Permissionless innovation is, in general, a welcome approach to new technologies. For too long, bureaucrats have erred on the side of risk-aversion, resulting in life-saving technologies never reaching customers. But technological changes that necessitate infrastructural changes are a bit less straightforward, owing to current governmental control of roads and bridges. If new types of vehicles come along that require these alterations, lawmakers and bureaucrats must decide whether or not taxpayers will be on the line to facilitate such innovations.

And to facilitate the rise of driverless cars, taxpayers would inevitably be on the hook for billions in new spending. Just one example: The color of traffic lights is not detectable to vehicle cameras when the sun is immediately behind the light. Governments' interface for alerting cars to proceed cautiously in construction zones is designed for humans, and would need to be revamped in order to convey the same information to robots. Local revenue collection would likely take a huge hit, as municipalities will no longer be able to rely on reckless drivers to fill their coffers.

These adaptation costs would likely add up quickly, even if we were assured that driverless cars would eventually be able to improve sufficiently to deal with these problems.

And such accommodations may be worthwhile for a truly game-changing technology. But the "driverless cars" frequently touted by pundits are simply not there yet. For starters, there is no real evidence that the vehicles being tested are even a safety improvement over the current fleet. To gauge the safety of these vehicles, it helps to first differentiate the levels of automation currently in play. Cutting-edge vehicle technologies like the Tesla Autopilot are "level 2," meaning that the human driver retains controls even as some features are automated. "Level 3" vehicles, the variety currently being tested by Google, are largely autonomous but require human intervention at critical junctures.

Since level 2 vehicles have the most real-world experience and provide a bridge to the autonomous world, examining their safety is key. Tesla received a public relations boost earlier this year when the National Highway Transportation Safety Administration found that the Autopilot feature lowered crashes by nearly forty percent.

While such a large finding should have established the credibility of quasi-autonomous vehicle features, flaws in the study cast doubt on government claims. The report failed to take into account the introduction of automatic braking several months before the introduction of autopilot.
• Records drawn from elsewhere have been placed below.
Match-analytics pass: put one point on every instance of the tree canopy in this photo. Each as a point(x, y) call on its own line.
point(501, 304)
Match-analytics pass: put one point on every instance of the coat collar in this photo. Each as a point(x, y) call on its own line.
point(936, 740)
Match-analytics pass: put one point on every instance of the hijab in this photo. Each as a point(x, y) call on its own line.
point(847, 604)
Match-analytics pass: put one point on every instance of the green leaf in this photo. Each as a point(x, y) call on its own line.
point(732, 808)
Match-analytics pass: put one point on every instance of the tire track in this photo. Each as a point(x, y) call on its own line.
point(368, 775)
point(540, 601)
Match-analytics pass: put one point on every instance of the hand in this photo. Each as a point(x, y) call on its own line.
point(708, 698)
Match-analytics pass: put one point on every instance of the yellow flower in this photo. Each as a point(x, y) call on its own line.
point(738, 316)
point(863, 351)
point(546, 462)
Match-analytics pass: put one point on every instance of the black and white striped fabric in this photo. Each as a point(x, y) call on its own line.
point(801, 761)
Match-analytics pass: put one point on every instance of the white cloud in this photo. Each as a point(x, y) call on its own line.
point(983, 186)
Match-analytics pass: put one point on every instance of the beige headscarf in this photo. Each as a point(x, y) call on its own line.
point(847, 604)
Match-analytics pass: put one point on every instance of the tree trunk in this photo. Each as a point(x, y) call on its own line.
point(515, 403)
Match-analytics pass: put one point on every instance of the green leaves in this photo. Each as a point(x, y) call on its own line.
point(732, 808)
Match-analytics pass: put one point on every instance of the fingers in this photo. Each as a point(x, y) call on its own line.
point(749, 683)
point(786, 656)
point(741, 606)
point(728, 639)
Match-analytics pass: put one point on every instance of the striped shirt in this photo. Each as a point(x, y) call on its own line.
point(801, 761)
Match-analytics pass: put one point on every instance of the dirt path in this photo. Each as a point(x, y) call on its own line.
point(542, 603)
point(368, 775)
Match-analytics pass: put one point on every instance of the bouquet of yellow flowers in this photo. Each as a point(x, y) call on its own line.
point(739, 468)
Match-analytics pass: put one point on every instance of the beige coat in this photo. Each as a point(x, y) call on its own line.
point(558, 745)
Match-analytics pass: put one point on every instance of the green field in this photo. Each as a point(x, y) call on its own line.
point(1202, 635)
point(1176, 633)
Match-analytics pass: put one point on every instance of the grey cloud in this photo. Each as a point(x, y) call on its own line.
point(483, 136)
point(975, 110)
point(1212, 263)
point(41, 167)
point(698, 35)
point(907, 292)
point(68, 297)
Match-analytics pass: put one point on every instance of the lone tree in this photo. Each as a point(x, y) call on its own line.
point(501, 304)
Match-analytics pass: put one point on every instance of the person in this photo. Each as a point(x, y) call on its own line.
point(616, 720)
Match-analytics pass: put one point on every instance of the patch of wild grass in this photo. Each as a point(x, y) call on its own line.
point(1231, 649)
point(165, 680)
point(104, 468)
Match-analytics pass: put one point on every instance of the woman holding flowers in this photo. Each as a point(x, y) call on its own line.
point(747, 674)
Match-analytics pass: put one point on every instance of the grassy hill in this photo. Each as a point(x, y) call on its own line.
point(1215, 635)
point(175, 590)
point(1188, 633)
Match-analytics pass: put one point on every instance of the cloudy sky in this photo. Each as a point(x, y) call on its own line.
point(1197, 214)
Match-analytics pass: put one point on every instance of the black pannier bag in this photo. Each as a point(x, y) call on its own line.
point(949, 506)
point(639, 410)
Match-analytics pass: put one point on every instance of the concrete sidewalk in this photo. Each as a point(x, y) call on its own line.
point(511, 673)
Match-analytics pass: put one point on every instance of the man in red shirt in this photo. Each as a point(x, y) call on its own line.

And a 2016 study from the Insurance Institute for Highway Safety examining the impact of automatic brake features found that a 39 percent reduction of rear-end crash rates based on that feature alone. If IIHS findings are to be believed, nearly the entire decline in Tesla crash rates can be attributed to automatic braking, instead of the automatic steering touted as a prelude to full autonomy.

It's all too easy for policymakers and business leaders to fall for the allure of new technologies. The introduction of self-checkout machines and autonomous underwater vehicles had stakeholders expecting the full replacement of man for machine. But as Massachusetts Institute of Technology professor David Mindell points out, practitioners of autonomy recognize the need for human involvement as new technologies are rolled out. And if, as polling suggests, humans are uncomfortable with the idea of an automated system calling the shots, they may be overtly inclined to override the system. Mistakes in the other direction are just as likely. If drivers are too comfortable with their car's operating system and become inattentive to conditions on the road, they won't be able to take the helm when their vehicle demands human input.

Even if driverless cars make roads safer in some ways, these potential hazards make it difficult to see the net benefit of widespread adaption. Companies like Domino's are right in trying to add value to their operations, and make delivery a smoother process overall. But unforeseen costs and pitfalls must be addressed in order to ensure that taxpayers aren't bilked for overhyped technologies.

Ross Marchand is a policy analyst for the Taxpayers Protection Alliance.